Nesta semana várias coisas me trouxeram o filme à memória. Uma delas foi
o clima inquisitorial da revista Veja, com sua matéria de capa “Limpeza
de alto risco”, em que tenta arrastar Freud Godoy à cena do crime, quero
dizer, à cena do dossiê, e logo explicarei a diferença. Clima inquisitorial? Não só isso: deselegante ao extremo. Lá pelas tantas (pág. 58) chama o presidente interino do PT de “O bin laden Marco Aurélio Garcia”. Ora, qualquer um que conheça Marco Aurélio sabe da inadequação da referência.

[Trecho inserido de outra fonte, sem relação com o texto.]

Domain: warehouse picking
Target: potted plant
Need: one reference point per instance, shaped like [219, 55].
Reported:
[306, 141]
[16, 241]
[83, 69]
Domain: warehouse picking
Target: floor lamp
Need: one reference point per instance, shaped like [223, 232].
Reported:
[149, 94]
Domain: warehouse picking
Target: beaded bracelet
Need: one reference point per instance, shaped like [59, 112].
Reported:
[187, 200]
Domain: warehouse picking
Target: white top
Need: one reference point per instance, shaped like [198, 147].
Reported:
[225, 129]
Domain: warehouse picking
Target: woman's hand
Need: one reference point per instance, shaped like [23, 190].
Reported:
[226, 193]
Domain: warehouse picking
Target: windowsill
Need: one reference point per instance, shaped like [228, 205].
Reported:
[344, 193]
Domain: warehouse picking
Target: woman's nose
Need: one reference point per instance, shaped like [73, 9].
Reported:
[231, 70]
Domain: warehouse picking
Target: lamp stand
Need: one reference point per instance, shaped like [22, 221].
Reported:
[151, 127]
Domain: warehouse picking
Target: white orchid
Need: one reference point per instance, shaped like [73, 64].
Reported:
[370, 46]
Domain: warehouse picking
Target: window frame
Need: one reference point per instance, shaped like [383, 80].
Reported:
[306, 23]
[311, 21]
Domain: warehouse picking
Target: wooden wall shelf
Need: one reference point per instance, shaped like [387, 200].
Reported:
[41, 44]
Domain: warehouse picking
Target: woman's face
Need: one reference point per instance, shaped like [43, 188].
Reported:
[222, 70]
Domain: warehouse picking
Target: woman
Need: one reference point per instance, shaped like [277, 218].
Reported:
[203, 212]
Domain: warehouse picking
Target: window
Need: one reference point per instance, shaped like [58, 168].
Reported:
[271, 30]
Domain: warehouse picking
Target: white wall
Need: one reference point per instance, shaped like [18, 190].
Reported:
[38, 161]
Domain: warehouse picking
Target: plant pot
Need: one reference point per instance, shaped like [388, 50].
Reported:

Mas o macartismo explícito vem numa frase da reportagem de capa, depois
de tentar mostrar, com base em documentos anônimos (como anônima era a fonte das famosas fotos do dinheiro no hotel, que no fim não era tão
anônima assim) que Freud negociou com Gedimar Passos e com outras gentes (há até insinuações sobre dinheiros) o desmentido deste quanto à
participação do primeiro no episódio desastrado da tentativa de compra
do dossiê Vedoin/Serra/Barjas Negri.
A frase diz (pág. 49): “A favor de Freud, é claro, se pode levantar a
hipótese de que um homem inocente tem o direito de tentar de todas as
maneiras, mesmo as mais desesperadas, provar sua inocência”. Que ato
falho do redator de plantão, hein, Flávio? Além de declarar Freud
inocente, a frase transforma um direito numa hipótese, e inverte o
princípio consagrado de que a prova cabe à acusação, não ao acusado. Ou
seja, ela saiu diretamente dos princípios que norteavam os processos do
Santo Ofício, mais conhecido como Inquisição, em que o ônus da prova era
sempre do acusado que, em geral, nem sabia qual era a acusação que
pesava contra ele.
Mas há mais, meu caro Flávio. A leitura da matéria brilhante de Raimundo
Pereira em Carta Capital, em que ele conta como foi a urdidura da trama das fotos e da ocultação de quem era a fonte, o delegado Edmilson Bruno, por parte da imprensa envolvida, também me lembrou do filme Minority report, mas por outra razão. Edmilson Bruno foi quem deteve os
aqualoucos, como diz você, do PT naquele hotel em S. Paulo.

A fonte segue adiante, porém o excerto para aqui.